Revision history for this message
Christian Ehrhardt  (paelzer) wrote :

Breaking on the two check functions and the calling one to see where things break:

b virtnet_send_command
# virtqueue_get_buf gets hit by __do_softirq -> napi_poll -> virtnet_poll -> virtnet_receive -> virtqueue_get_buf all the time.
Need to keep that disabled and step INTO from virtnet_send_command.
b virtqueue_get_buf
b virtqueue_is_broken

Here is what we see in the two checkers then
virtqueue_get_buf (_vq=0xffff8801b6b7d000, len=0xffff8801b7f17b64) at /build/linux-XwpX40/linux-4.4.0/drivers/virtio/virtio_ring.c:478
p *(_vq)
$12 = {list = {next = 0xffff8801b69c8b00, prev = 0xffff8801b640d000}, callback = 0x0 <irq_stack_union>, name = 0xffffffff81d094d7 "control", vdev = 0xffff8801b69c8800,
  index = 8, num_free = 63, priv = 0x1c010}

 if (unlikely(!vq->data[i])) {
         BAD_RING(vq, "id %u is not a head!\n", i);
         return NULL;
 }
 ret = vq->data[i];
 [...]
 return ret;
So this should for sure be valid when returning or we would see the BAD_RING.
But then it is looping on after returning on
 while !virtqueue_get_buf(vi->cvq, &tmp) && !virtqueue_is_broken(vi->cvq)
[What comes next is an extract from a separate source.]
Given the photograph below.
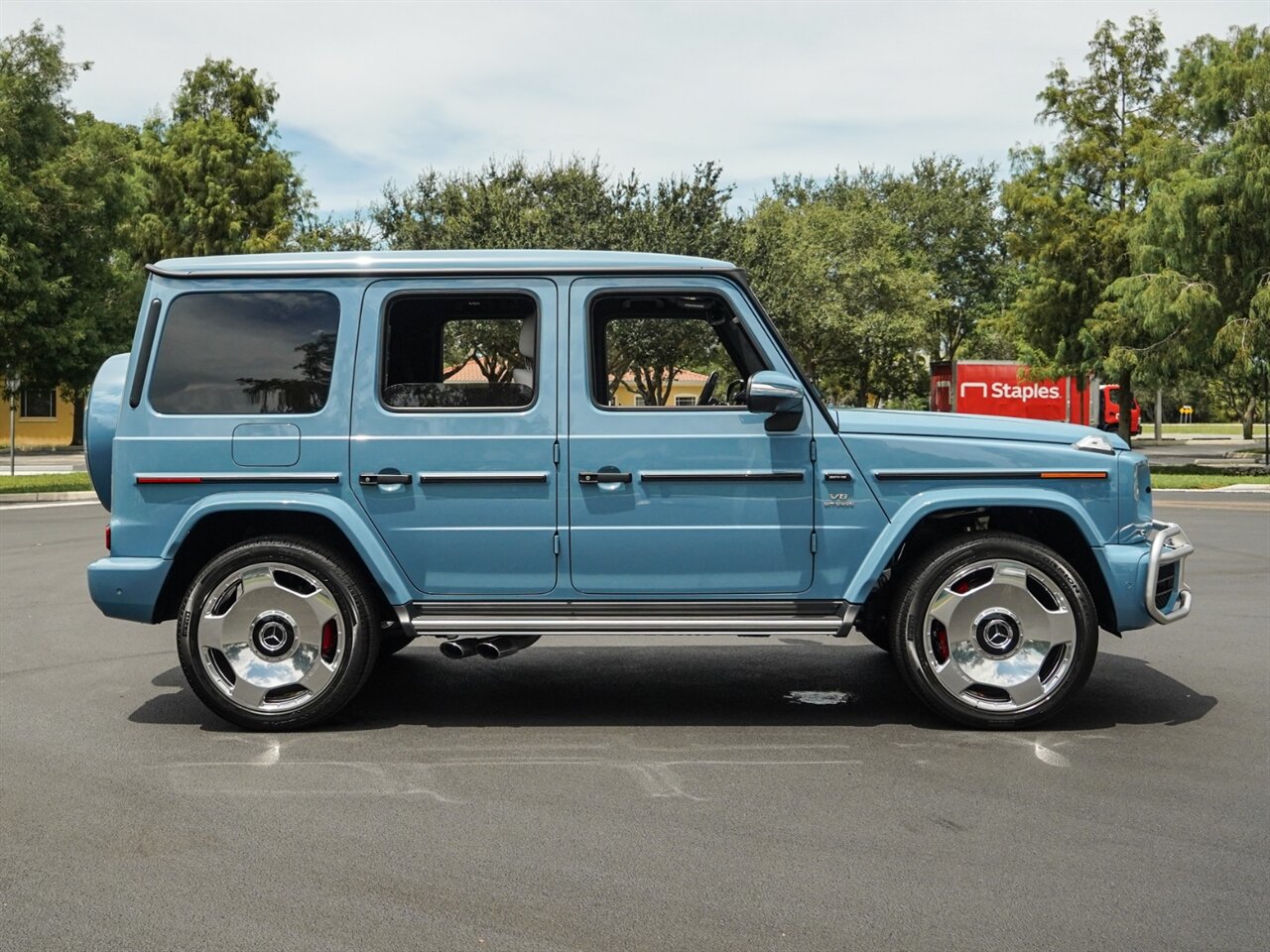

So we "should be" (tm) safe to assume that we always get a good buffer back, but then lack one?

Too much is optimized out by default to take a much deeper look.
I need to understand more what happens there, so I'm going to recompile the kernel with extra stuff, more debug and less optimization.